Steven Tamba and Girish Jammu came to UNCG seeking an education for themselves. They’ll leave with a plan to provide it to dozens of others a world away.

Randomly selected to be freshmen roommates at UNCG nearly four years ago, they couldn’t have been more different.

Steven, born in Liberia, fled his homeland with family as a small child in the midst of civil war. He grew up in Ghana with little means and moved with his father to the United States for a chance at a better life. They found it in Charlotte.

Girish, born in India, moved to North Carolina when he was in second grade. He traveled back and forth to India to attend the best of boarding schools, then settled back in Durham to finish out high school.

But they became fast friends, bonding over a desire to do more – much more – than simply earn a degree at UNCG. Now seniors, they’ll graduate in May, Steven with a degree in political science and Girish in computer science.

“I’m from a very poor family that had nothing,” Steven said. “When I came to college, I saw it was the best thing that could happen to me. I thought it would be the best thing to give back to people – education.”

Naturally, Steven felt drawn to help people in his homeland of Liberia, where education comes with a cost and money to pay for it is scarce. “We could give them food or clothes, but those things only last for awhile. But if we give them education, it is a lifetime gift. They can use it not just to change themselves but their community.”

But where to start?

The friends wrote a proposal and asked professors for feedback. They polished drafts using UNCG’s writing center until, finally, they felt they had it. Their goal? To create a nonprofit and raise enough scholarship money to send 50 Liberian children to school. The average cost per student: $60-$80 a year.

The process of incorporating their nonprofit – Education for Liberia – took two years and $3,000 of their own money to complete. “We wanted to build trust, show the community we are not just some kids asking for some money to do something greater,” Girish explained. “We wanted to establish ourselves.”

The next step: traveling to Liberia to lay the groundwork for their plan. “Once we had our legal documents, there was no turning back,” Steven said. “Girish and I knew we had to go to Liberia to know the people we were helping.”

UNCG’s African Student Union helped raise money for the trip. Steven and Girish paid the rest out of their own pockets. They couldn’t afford for both of them to go. Steven, who could stay with extended family, was the logical choice.

It would be a life-changing experience.

“That is when I realized this wasn’t just two college students who got excited about something. We had a bigger mission,” Steven said. “I saw how privileged we are. We have books, food, a comfortable bed to sleep in. When I came back, I realized I had no right to complain anymore.”

Steven visited 10 schools while there and returned to the five he was most impressed with to explain the project. The schools agreed to a partnership. He interviewed interested students and their parents himself.

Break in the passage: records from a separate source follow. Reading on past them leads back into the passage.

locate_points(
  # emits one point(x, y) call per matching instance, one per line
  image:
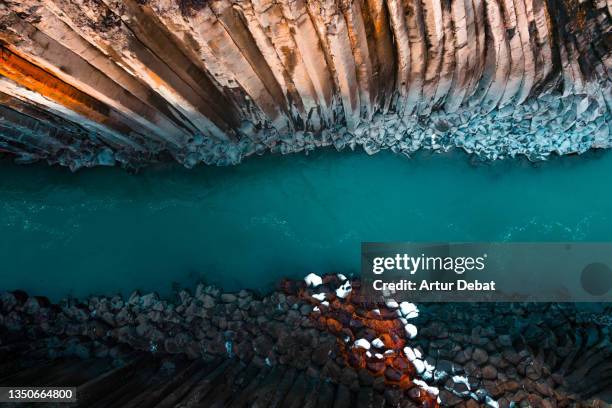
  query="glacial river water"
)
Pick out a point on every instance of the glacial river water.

“I met a kid who told me, ‘If I could go to school, that is the only thing I would ask for.’ I just nodded my head and took his information,” he remembered. “In America, we have free education and a lot of kids take education for granted. But in Liberia, it’s not a priority and civil war broke the system. You have kids who want to go to school but can’t.”

Education for Liberia received more than 70 applications for scholarships. The roommates accepted 62 students, although at that point they didn’t know where the money would come from.

“We just knew it was the right thing to do,” Girish recalled.

“We said let’s get these kids in school. And we did it,” Steven said. “I can go out and buy a shirt for $20 or $25. If I cut back on a few shirts a year, that is tuition for a student. And if Girish does that, that’s another tuition. If we have 60 people doing that, that’s 60 tuitions. I’m pretty sure there would be 62 people who would say I’d cut back on a few shirts.”

Bob Griffiths, a political science professor at UNCG and adviser to the African Student Union, said he was impressed by their commitment to such an important issue. “What struck me was not only the impressive nature of this initiative, but that this effort brings together key themes that UNCG increasingly emphasizes – global awareness and service– and seems to epitomize the idea of ‘doing something bigger altogether.’ ”

The roommates say their work is far from done. They dream of building a school in Liberia and working with the United Nations to train teachers. But both acknowledge UNCG as their launchpad.

“I came to UNCG and I met this amazing person. It was the best decision of my life,” Steven says. “Apart from earning a degree, it has opened my eyes to the world around me.”

Girish said they learned as much creating Education for Liberia as they have in their classes. “We wanted to do something more. We value giving back to the community. We want that to be our legacy.”

Steven agreed. “There is a difference in having passion about change and turning that passion into action. We have to stand up for the things we feel strongly about. This is something that connected us. Our passions came together.”